All times in Oaxaca, Mexico time, CDT (UTC-5).

Sunday, August 28
14:00 - 23:59 Check-in begins (Front desk at your assigned hotel)
19:00 - 21:00 Dinner (Restaurant Hotel Hacienda Los Laureles)
19:00 - 20:00 Informal gathering
A welcome drink will be served at the hotel.
(Hotel Hacienda Los Laureles)
Monday, August 29
07:30 - 09:00 Breakfast (Restaurant at your assigned hotel)
09:00 - 09:45 Welcome and Intros I (Conference Room San Felipe)
09:45 - 10:15 Jason Hartline: Auction Theory for Crowds
Auction theory governs the costly contributions of participants in crowd systems. For example, crowdsourcing contests and badge design have been modeled as all-pay auctions where payment equals effort and only some of the participants receive rewards. This talk will surveys recent results in the design of all-pay auctions for complex environments focusing on two recent results. The first result is on a data-driven approach for counterfactual estimation. It gives a method for estimating the performance of an all-pay auction from the equilibrium bids in another all-pay auction. The second result gives a design for nearly-optimal all-pay auctions in complex environments, such as the weighted set packing (a.k.a., single-minded combinatorial auction) environment.
(Conference Room San Felipe)
10:15 - 10:45 Lydia Chilton: and Michael Bernstein: Design, Crowds and Markets
If you were to design a crowdsourcing marketplace from scratch, how would you do it? Crowdsourcing marketplaces are computationally mediated, enabling a programmer to change everything from reputation feedback to worker collective action to task design. I will discuss best (and worst) practices in the human-centered design of crowdsourcing marketplaces. I base my reflections on my own experience leading 1,500 contributors from around the world in creating a new crowdsourcing marketplace.

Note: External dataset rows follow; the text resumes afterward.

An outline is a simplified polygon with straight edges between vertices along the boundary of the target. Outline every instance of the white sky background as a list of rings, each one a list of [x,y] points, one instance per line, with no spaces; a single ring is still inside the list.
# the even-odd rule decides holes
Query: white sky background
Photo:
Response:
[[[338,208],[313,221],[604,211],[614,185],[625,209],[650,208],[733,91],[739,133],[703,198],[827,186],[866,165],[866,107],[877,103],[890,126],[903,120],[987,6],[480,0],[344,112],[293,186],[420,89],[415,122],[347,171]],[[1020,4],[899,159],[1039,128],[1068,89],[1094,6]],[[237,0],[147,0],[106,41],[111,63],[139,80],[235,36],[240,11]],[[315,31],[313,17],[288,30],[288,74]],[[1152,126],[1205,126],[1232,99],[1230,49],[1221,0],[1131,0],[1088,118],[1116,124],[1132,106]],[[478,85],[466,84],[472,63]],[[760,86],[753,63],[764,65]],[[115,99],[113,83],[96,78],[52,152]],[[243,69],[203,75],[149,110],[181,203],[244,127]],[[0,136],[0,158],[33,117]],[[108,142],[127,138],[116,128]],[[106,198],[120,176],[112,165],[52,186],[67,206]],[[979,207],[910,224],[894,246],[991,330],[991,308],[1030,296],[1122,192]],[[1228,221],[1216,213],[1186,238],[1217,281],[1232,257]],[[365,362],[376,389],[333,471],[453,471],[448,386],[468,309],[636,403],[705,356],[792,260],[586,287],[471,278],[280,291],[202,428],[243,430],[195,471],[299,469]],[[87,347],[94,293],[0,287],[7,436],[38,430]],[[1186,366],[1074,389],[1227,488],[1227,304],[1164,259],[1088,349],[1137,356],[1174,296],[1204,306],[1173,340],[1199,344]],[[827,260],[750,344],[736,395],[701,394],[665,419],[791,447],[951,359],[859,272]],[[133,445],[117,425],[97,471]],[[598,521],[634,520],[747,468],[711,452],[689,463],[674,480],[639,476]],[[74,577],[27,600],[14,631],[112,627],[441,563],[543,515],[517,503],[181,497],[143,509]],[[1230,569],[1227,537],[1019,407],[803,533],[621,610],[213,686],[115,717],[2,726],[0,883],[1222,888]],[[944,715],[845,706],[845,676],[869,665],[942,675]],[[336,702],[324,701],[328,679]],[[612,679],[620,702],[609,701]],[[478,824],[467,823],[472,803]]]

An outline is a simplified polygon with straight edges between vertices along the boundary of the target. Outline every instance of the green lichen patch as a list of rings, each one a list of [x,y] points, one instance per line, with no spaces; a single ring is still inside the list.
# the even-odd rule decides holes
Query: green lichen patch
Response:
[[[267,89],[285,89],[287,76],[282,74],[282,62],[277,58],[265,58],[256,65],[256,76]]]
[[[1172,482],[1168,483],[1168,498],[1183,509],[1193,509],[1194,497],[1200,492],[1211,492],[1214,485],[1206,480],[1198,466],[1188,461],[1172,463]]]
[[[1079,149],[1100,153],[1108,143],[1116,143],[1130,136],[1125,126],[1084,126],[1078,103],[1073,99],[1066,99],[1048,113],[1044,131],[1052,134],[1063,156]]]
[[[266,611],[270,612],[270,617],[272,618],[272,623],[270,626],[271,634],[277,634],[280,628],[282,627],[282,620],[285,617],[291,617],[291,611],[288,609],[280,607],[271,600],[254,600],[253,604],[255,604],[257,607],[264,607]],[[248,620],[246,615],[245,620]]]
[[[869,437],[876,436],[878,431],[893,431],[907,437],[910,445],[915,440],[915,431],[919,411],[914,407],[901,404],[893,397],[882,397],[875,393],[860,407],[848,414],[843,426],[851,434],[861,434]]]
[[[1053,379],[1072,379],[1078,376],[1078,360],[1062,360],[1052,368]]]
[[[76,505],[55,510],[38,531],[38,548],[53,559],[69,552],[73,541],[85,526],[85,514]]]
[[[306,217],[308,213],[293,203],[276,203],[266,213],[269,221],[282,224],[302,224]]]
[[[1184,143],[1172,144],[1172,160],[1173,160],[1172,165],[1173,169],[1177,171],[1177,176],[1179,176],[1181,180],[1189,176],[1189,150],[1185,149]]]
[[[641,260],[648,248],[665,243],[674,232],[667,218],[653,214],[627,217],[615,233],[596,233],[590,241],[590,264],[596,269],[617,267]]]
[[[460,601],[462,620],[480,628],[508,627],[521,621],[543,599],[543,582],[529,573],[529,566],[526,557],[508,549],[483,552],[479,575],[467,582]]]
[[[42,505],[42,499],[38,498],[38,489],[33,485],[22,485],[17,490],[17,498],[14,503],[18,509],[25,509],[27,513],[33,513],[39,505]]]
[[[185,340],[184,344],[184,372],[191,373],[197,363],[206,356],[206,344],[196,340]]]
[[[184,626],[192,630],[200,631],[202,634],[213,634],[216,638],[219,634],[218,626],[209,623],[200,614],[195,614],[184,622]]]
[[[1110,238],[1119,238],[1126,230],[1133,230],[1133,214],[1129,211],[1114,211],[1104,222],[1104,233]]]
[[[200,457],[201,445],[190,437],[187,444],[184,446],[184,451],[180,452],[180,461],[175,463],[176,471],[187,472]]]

(Conference Room San Felipe)
10:45 - 11:15 Coffee Break (Conference Room San Felipe)
11:15 - 11:45 Intros II (Conference Room San Felipe)
11:45 - 12:15 Ravi Kumar: Random Walks and Network Properties
A random walk is a natural way to explore a network. We will study the use of uniform random walks to estimate various properties such as the size of the network, average degree, number of triangles, etc. Less obvious random walks can also be designed to do other tasks such as uniformly generating a node or counting network motifs. However, our perspective is that one has to be careful in using random walks for applications.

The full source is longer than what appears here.